I'm giddy with the anticipation of travel and adventure.
-Rafting the Nile
-Good times with friends
-18hours on a bus
-Bungee jumping into the Nile
Sadly, my camera didn't get here in time. So this will all be documented with my little point n' shoot.
I won't be able to sleep tonight.
Friday, December 12, 2008
What images come to mind? What feelings? Mm, there are so many. This single commodity has invigorated and stirred our senses for centuries. I myself am surprised at the precision with which I am able to navigate in a groggy, sleepy trance from my bed to the coffee maker at the wee hours of the morning. While many a blog entry and book have been written about this life changing substance, I will simply make one request.
If you drink coffee, go to your nearest Starbucks and buy some Burundi Kayanza Coffee.
Starbucks was recently praised for its investment in the Kayanza district of northern Burundi. In a country where 90% of its economic income comes from coffee and tea, it is so important to be able to have a company like Starbucks invest in it. Starbucks has also supported CARE in its clean water projects to displaced people in Burundi. They have also invested in community-development projects and farmer support centers.
Sounds like quite the symphony I am playing here for Starbucks. Well, its written from the heart. I usually am not the one to tell you go and buy from a big corporate enterprise. But basically Burundi needs all the help it can get to get its only commodity out there...would you help, please? Its trendy to consume beverages from little known regions of the world, right?
Monday, December 8, 2008
In the past few months we have had the normal (i.e. Christian/Political) holidays, but have also had a few last minute ones.
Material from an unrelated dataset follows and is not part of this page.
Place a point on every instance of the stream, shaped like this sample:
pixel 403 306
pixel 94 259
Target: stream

It seems that if you feel a certain day should be a holiday (which means you don't legally have to go to work) you can petition the government to make a certain day a holiday!! Talk like a pirate day as a holiday anyone?
Mostly this has been taken advantage of by the muslim minority here in Bujumbura. Since Burundi's holidays revolve around Christian holidays (which they usually work through) and political dates, they have asked the government on several occasions to make some muslim sacred days national holidays. So today in Bujumbura we now have a holiday! The streets are deserted and the internet is just a bit faster!
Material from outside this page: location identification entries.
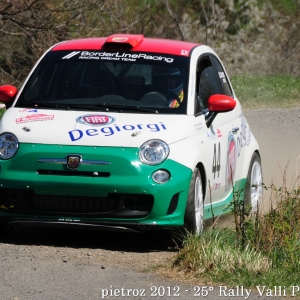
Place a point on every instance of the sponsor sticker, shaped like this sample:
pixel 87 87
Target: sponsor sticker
pixel 34 118
pixel 28 110
pixel 119 39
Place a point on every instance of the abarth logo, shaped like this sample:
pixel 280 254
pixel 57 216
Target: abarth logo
pixel 74 161
pixel 95 120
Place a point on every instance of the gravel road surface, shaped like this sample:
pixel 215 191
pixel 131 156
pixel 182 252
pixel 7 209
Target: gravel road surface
pixel 60 264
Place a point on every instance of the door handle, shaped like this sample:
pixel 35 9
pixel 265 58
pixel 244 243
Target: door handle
pixel 235 130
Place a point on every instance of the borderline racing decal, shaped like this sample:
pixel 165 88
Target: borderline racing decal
pixel 34 118
pixel 117 56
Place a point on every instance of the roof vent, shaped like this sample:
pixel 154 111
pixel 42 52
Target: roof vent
pixel 123 41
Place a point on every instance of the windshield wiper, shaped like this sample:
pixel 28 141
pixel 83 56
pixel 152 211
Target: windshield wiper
pixel 129 107
pixel 104 106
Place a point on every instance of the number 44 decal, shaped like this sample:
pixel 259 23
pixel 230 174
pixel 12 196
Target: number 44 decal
pixel 216 160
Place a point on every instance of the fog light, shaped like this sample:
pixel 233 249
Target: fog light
pixel 161 176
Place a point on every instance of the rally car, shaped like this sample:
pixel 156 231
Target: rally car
pixel 125 133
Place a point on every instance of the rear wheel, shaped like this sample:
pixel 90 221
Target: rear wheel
pixel 195 205
pixel 254 190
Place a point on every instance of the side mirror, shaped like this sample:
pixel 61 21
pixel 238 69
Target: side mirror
pixel 8 94
pixel 218 104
Today is the muslim festival Eid-al-Adha. The day that muslims world-wide celebrate the willingness and obedience of Abraham to sacrifice his son Ishmael as Allah had commanded him to. (As his namesake I feel I need to insert that it was actuality Isaac that was going to sacrificed, but was saved when God provided a ram...)
Approximately 10% of the Burundian population is muslim. Their numbers are growing though as new converts are offered free education and other economic benefits upon their conversion to Islam. Muslims make up a large percentage of the shop owners and merchants in Bujumbura and are thus influential in the economic direction of this struggling country. I feel they are yet another part of the population that the church in Burundi has not yet attempted to reach. In a country that claims 90% christianity, they are indeed very unreached.